30 juillet, 2014

Le Royaume-Uni se dote d'une “Banque centrale du sperme”

Le Royaume-Uni vient de se doter d’une Banque nationale de sperme en vue de mettre fin à la pénurie de gamètes dont souffre le système de santé (socialisé) du pays. Le mot « banque » est bien choisi : il n’est pas seulement question de financement, mais encore de vente, d’acheminement, de marketing, de recrutement amélioré des donneurs potentiels. Avec cela on a certes à peu près tout dit – de la logique marchande à la réification de l’être humain le chemin est bien balisé – mais l’affaire mérite un coup d’œil plus affiné.
Il s’agit d’abord de la première Banque nationale de sperme au monde : le Royaume-Uni se voit ici comme pionnier dans le développement d’un système destiné à mieux répondre à la demande des « milliers » de patients ou de couples qui, surtout au sein de la NHS (National Health Service, ou service national de la santé) se heurtent à la pénurie.
C’est le National Gamete Donation Trust (Fondation nationale pour le don de gamètes, NGDT) qui a engagé des fonds pour permettre la mise en place d’un projet ; c’est en juillet 2014 que le Département de la Santé britannique a choisi de les utiliser pour doter la Banque nationale de sperme en partenariat avec le Birmingham Women’s Hospital. Elle sera opérationnelle en octobre, annonce-t-on.
Pourquoi Birmingham ? Parce qu’il s’agit d’une ville centrale, avec une population importante, jeune et métissée, assure l’une des membres du NGDT, Natasha Canfer, dans Bionews. La Banque sera au centre d’un dispositif semblable à une roue, chargée de coordonner les activités d’autres banques qui rayonneront autour de son axe, aussi bien pour la fourniture d’informations, le recrutement de donneurs qui pourront être testés sur place, que la conservation des cellules reproductrices.
Pour Natasha Canfer, elle-même utilisatrice de la procréation artificielle avec donneur de sperme, qui a expérimenté aussi bien le circuit privé que le circuit public, la centralisation du don de sperme n’a que des avantages. Aujourd’hui, explique-t-elle, la demande est à la hausse alors que la pénurie sévit partout dans le royaume – et surtout dans les cliniques de la NHS. Les solutions actuelles se résument à l’inscription sur une liste d’attente, au recours à des circuits de dons non contrôlés, à l’importation, au voyage à l’étranger pour obtenir la procédure de procréation médicalement assistée ou à son arrêt pur et simple.
De fait, les médias ont souligné à diverses reprises que les Britanniques sont devenus dépendants des importations de sperme danois, mais ce n’est pas, assure Natasha Canfer, seulement une question fascination pour les beaux mâles danois. C’est que le Danemark a su se doter des bonnes « infrastructures » à la fois dans le domaine du recrutement que dans celui de l’accueil des clients – qu’il s’agisse des donneurs ou de celles qui cherchent à concevoir.

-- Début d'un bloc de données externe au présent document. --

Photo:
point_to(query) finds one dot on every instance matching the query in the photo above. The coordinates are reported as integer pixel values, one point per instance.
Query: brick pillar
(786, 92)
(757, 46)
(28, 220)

Que manque-t-il aux Britanniques ? Dans la plupart des cliniques, ce sont la technique de vente bien huilée et une bonne stratégie de marketing qui n’ont pas été considérées comme des priorités.
L’existence d’une Banque nationale assurera à ceux qui ont besoin d’acheter du sperme l’accès facile à l’information sur les donneurs disponibles, ainsi qu’un processus de commande et de livraison efficace. La VPC de la PMA en somme…

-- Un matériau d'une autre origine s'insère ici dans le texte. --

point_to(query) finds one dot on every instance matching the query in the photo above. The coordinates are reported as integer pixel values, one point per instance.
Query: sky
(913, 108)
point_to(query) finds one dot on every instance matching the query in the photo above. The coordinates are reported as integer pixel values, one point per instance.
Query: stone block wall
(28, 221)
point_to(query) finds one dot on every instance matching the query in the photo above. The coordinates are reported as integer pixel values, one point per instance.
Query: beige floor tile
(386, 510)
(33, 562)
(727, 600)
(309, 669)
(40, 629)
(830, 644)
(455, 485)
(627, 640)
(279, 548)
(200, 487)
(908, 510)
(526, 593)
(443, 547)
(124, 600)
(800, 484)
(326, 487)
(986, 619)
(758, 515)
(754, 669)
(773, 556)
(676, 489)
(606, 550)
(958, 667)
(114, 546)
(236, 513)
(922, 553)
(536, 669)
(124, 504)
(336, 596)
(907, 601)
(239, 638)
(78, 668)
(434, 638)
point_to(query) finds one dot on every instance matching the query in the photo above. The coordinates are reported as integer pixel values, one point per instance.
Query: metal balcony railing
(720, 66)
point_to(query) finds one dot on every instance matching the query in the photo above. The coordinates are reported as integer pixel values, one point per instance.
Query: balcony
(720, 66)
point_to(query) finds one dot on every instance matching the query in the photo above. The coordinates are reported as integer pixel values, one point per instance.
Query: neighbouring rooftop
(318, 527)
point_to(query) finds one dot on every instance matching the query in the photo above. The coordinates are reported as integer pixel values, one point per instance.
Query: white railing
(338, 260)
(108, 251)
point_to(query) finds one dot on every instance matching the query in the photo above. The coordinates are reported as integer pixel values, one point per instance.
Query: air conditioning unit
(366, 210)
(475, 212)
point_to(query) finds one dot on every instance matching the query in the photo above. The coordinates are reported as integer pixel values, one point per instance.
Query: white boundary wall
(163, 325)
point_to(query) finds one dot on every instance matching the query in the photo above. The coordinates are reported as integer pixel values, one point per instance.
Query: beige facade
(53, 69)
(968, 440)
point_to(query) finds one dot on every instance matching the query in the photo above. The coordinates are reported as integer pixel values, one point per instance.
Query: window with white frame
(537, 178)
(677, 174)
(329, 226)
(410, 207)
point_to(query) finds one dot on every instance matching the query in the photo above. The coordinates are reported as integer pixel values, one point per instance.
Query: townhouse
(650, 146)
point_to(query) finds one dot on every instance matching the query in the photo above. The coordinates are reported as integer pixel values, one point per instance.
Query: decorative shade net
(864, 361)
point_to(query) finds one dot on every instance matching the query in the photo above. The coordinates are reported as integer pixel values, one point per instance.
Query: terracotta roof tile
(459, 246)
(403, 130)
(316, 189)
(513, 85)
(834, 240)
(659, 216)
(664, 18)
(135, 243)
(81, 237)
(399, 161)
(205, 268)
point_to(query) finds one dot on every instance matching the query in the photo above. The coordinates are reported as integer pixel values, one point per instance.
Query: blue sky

Mais alors pour tous. La Banque nationale devra remplir son objectif qui est d’assurer à « tous » un accès sûr, équitable et plus important à un sperme de qualité élevée et constante, grâce à une coordination nationale indispensable, selon un groupe de travail de la British Fertility Society, pour que l’égalité des patients soit effective. Pour cela, il faudra d’abord augmenter le nombre de donneurs.
Le but est de les valoriser comme participants à la conception d’une nouvelle vie, de « quelqu’un qui aura le spectre complet des émotions et des sentiments » ; la nouvelle Banque fonctionnera dans le « respect » des donneurs qui seront systématiquement honorés et remerciés pour leur altruisme. La régulation publique permettra également aux enfants nés de ces techniques de bénéficier de ce que l’on est tenté d’appeler la « traçabilité » de leurs origines, puisque le don de sperme, au Royaume-Uni, n’est ni obligatoirement gratuit ni anonyme.
En outre, se félicite Mme Canter, la centralisation – qui est une forme de nationalisation – du don de sperme permettra de limiter le nombre de demi-sœurs et de demi-frères nés d’un même donneur, puisque le nombre de familles pouvant bénéficier des dons d’un seul homme sera limité à dix.
C’est une systématisation publique de la polygamie.